That night he had twice phoned the emergency services in an agitated state to say that a family wanted to kill him for stealing two bicycles. Police precinct records say his last call came in at 4.39am. After that, the trail goes cold.
The reports show that two officers went to Pérez’s house and, after checking there was no one nearby who was out to get him, went to reassure him before heading on their way. Just another routine call.
In the days after his disappearance, friends and relatives searched for Pérez – a quiet man who was liked in the neighborhood – on nearby mountains and beaches. The police joined in with the search and his photo was sent out to all patrol cars.
The six officers said they lost Pérez after he opened the car door and ran off at Cala Cortina
On March 26, his body was eventually found floating in Cala Cortina, a beach around three kilometers from the city center, by some hikers. Marine life had eaten away at the corpse but first forensic reports pointed to a violent death.
The local judicial police started asking questions. The version of events given by the family who had threatened Pérez checked out. They admitted to the episode about the bikes but denied having done anything to him. They also provided some valuable details about the case.

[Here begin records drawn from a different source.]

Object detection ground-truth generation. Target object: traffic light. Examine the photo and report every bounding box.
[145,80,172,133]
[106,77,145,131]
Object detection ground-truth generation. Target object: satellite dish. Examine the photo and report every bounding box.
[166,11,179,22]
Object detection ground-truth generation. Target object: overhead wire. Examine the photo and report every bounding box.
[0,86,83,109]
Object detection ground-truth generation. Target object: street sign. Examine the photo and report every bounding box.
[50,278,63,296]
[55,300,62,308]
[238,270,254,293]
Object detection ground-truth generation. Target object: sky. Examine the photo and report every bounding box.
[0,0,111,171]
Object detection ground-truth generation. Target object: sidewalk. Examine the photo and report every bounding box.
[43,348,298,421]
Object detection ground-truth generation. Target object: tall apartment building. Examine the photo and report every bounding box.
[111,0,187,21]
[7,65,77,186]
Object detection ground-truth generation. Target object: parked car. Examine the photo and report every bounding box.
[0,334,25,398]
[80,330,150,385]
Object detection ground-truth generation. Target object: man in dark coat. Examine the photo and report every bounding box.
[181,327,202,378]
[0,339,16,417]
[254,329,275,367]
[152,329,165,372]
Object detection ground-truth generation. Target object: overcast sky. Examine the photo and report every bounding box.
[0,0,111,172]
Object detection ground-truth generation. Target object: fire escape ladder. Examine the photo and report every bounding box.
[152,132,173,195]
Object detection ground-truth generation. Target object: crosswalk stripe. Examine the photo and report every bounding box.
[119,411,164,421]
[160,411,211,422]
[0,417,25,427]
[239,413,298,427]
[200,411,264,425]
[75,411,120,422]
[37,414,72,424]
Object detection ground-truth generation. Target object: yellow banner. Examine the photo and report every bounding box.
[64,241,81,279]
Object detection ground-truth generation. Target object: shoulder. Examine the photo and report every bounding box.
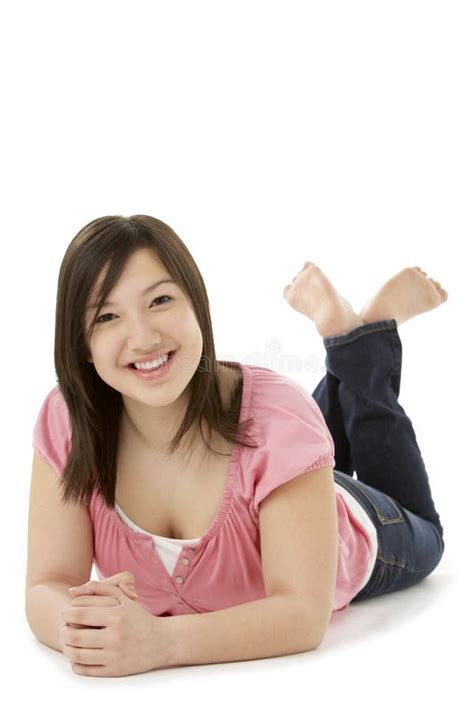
[246,364,323,420]
[32,385,72,477]
[34,384,70,424]
[243,363,335,459]
[239,365,336,517]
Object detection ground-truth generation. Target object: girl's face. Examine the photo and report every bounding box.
[85,247,203,409]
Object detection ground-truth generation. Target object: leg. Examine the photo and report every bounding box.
[315,318,444,539]
[284,263,448,600]
[311,371,354,477]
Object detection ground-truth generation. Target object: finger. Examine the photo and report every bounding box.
[61,622,106,650]
[70,581,138,601]
[121,585,139,599]
[113,581,139,598]
[71,663,110,676]
[100,571,136,588]
[68,581,124,599]
[63,605,117,627]
[71,595,120,607]
[63,640,106,666]
[99,571,138,597]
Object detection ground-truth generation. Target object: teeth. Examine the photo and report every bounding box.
[134,353,170,370]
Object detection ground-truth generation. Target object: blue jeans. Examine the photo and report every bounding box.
[311,319,445,602]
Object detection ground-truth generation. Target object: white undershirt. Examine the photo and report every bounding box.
[115,483,378,588]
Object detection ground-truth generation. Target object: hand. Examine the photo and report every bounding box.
[60,579,167,677]
[69,570,140,601]
[61,570,139,634]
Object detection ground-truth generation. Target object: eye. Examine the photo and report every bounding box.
[94,296,173,324]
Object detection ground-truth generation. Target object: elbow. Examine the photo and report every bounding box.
[294,600,329,651]
[311,633,326,650]
[301,605,330,651]
[305,630,326,652]
[300,633,323,654]
[25,596,35,635]
[271,594,329,653]
[25,598,41,644]
[306,630,325,651]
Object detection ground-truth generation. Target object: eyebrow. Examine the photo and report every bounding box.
[88,279,176,310]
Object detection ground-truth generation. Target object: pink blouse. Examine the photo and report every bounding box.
[32,361,375,615]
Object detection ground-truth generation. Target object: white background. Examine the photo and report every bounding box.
[3,0,471,706]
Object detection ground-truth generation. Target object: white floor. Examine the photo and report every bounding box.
[16,552,464,710]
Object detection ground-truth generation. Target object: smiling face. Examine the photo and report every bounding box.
[85,247,204,414]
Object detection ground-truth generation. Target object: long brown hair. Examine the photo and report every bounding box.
[54,214,258,508]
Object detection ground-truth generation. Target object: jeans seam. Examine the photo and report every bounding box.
[324,320,397,349]
[377,555,406,569]
[373,562,385,585]
[356,488,405,524]
[387,326,401,366]
[356,559,384,598]
[378,557,436,574]
[335,472,405,525]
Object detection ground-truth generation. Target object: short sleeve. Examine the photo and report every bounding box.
[32,386,72,478]
[250,374,335,517]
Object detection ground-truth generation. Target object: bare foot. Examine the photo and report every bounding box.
[359,267,448,327]
[283,261,365,338]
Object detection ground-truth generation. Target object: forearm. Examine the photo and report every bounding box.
[25,579,75,653]
[158,594,319,668]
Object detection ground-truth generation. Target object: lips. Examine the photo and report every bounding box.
[128,351,176,369]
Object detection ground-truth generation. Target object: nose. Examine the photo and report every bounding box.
[127,324,165,351]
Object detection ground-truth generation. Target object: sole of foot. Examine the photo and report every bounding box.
[359,266,448,327]
[283,261,365,338]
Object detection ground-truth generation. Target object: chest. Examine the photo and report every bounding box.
[114,436,233,540]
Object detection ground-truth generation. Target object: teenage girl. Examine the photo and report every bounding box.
[26,215,448,675]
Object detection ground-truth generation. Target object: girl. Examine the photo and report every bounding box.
[27,215,447,675]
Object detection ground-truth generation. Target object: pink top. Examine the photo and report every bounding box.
[32,361,375,615]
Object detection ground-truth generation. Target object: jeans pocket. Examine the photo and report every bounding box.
[350,481,406,526]
[334,470,406,526]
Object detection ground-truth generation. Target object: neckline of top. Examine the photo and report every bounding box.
[97,360,254,552]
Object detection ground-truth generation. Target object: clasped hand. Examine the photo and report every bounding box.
[60,573,167,677]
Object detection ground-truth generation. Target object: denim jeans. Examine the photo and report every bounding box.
[311,319,445,602]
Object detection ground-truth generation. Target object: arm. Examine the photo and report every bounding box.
[25,451,95,653]
[157,465,338,668]
[157,594,319,668]
[25,577,80,653]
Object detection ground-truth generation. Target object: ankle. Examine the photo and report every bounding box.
[359,311,401,327]
[359,305,392,325]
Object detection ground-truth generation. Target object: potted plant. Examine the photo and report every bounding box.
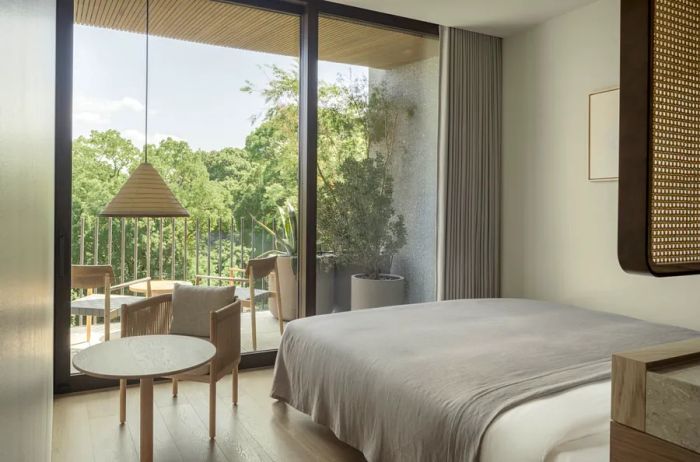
[317,82,410,310]
[318,154,407,310]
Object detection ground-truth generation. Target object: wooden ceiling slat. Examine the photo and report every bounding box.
[152,0,190,35]
[95,0,109,27]
[74,0,437,69]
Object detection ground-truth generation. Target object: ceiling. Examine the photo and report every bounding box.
[331,0,599,37]
[75,0,438,69]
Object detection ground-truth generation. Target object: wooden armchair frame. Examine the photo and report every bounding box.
[119,294,241,439]
[196,255,283,351]
[71,264,151,341]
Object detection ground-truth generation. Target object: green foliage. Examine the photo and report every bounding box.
[149,139,231,219]
[71,63,409,281]
[72,129,141,218]
[318,154,407,279]
[318,83,411,279]
[253,202,297,257]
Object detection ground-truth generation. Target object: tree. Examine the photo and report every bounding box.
[317,83,410,277]
[70,64,383,279]
[72,129,141,218]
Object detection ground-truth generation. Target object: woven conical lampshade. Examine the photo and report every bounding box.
[100,162,189,217]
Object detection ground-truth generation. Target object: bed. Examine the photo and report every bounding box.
[271,298,698,462]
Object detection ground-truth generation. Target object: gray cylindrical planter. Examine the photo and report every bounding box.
[350,274,405,310]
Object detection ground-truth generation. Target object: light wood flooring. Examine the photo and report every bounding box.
[52,368,366,462]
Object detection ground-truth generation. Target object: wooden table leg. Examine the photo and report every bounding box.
[119,379,126,424]
[140,378,153,462]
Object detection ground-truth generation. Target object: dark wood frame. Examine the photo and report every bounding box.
[618,0,700,276]
[618,0,654,275]
[54,0,439,394]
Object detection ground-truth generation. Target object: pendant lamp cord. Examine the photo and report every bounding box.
[144,0,150,163]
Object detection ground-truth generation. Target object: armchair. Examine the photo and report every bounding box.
[70,264,151,342]
[119,290,241,439]
[196,255,283,351]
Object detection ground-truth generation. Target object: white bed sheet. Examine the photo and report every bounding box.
[481,380,611,462]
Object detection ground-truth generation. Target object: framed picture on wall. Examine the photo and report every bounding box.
[588,87,620,181]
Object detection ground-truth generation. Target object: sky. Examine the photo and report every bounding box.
[73,25,367,151]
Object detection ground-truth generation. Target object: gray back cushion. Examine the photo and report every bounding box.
[170,284,236,337]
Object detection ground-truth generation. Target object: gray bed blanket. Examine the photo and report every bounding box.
[271,298,698,462]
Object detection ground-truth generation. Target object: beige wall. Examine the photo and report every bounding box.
[502,0,700,331]
[0,0,56,460]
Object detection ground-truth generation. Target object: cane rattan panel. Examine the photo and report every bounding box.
[650,0,700,266]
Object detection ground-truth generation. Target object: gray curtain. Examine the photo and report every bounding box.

Then investigators stumbled upon a direct witness. The person known only by the codename P83 told them that on the morning of Pérez’s disappearance, three police patrol cars with six police officers had been seen in front of his house. Two of them had forced Pérez to get into one of the cars, which then went off together in a convoy.
Six traffic and security cameras caught the police cars headed towards Cala Cortina. Two guards at the port also placed them at the spot and, surprised by their movements, asked them what was up. “We’re bored so we’re playing hide and seek,” one of the officers told them, according to the account one of the guards gave to investigators.
The judge has placed them all in prison accused of homicide and illegal detention
The police’s internal affairs department then got involved and a Cartagena judge authorized the suspects’ patrol cars to be bugged. Their police colleagues also began following them. Then, in August, a police union filed a complaint about the bugging of the cars and the suspects raised their guard.
The investigation had already been underway for several months. Timelines of the patrol cars’ supposed movements had been drawn up and the local tides had been analyzed to help figure out where the body might have entered the water.
Then last Monday the six suspected officers were arrested, accused of homicide and illegal detention. Held separately for 48 hours in police stations throughout Murcia, they all offered similar versions of events. They admitted that – violating police procedure – they had decided to take Pérez down to the beach so that his “paranoia would pass,” but once there they lost him after he opened the car door and ran off. All six officers deny beating him.
But their accounts conflict with that of the protected witness who told internal affairs that Pérez received a blow from one of the officers before he even got into the car.
A protected witness said Pérez received a blow from one of the officers before he even got into the car
Amid tears, the arrested officers told the judge that they had hidden the fact that they had taken Pérez to Cala Cortina because they feared disciplinary action, but they denied killing him. The judge has placed them all in prison accused of homicide and illegal detention, charges punishable by up to 20 years. One of the officers, known only by the initials J. A. C. G., is also being investigated on illegal firearm charges after the wiretaps caught him boasting about owning an unregistered antique gun that he used to do his “dirty work.” Investigators are convinced that not all the officers were involved to the same extent and trust that one will crack.
Meanwhile, officers at Cartagena police headquarters have been in a state of shock since Monday’s arrests. No one expected that the disappearance of the man from Las Seiscientas would end with six officers in prison. The autopsy report reads like something out of a horror film: right eye missing, “signs of violence in the facial and cranial area, fracture-dislocation of multiple cervical vertebrae, injuries to intervertebral discs C2 to C7, destruction of higher neural centers.” In short: “Evident signs of physical violence with multiple traumatic injuries. Death was produced before immersion in the sea.” The conclusion: “Homicide.”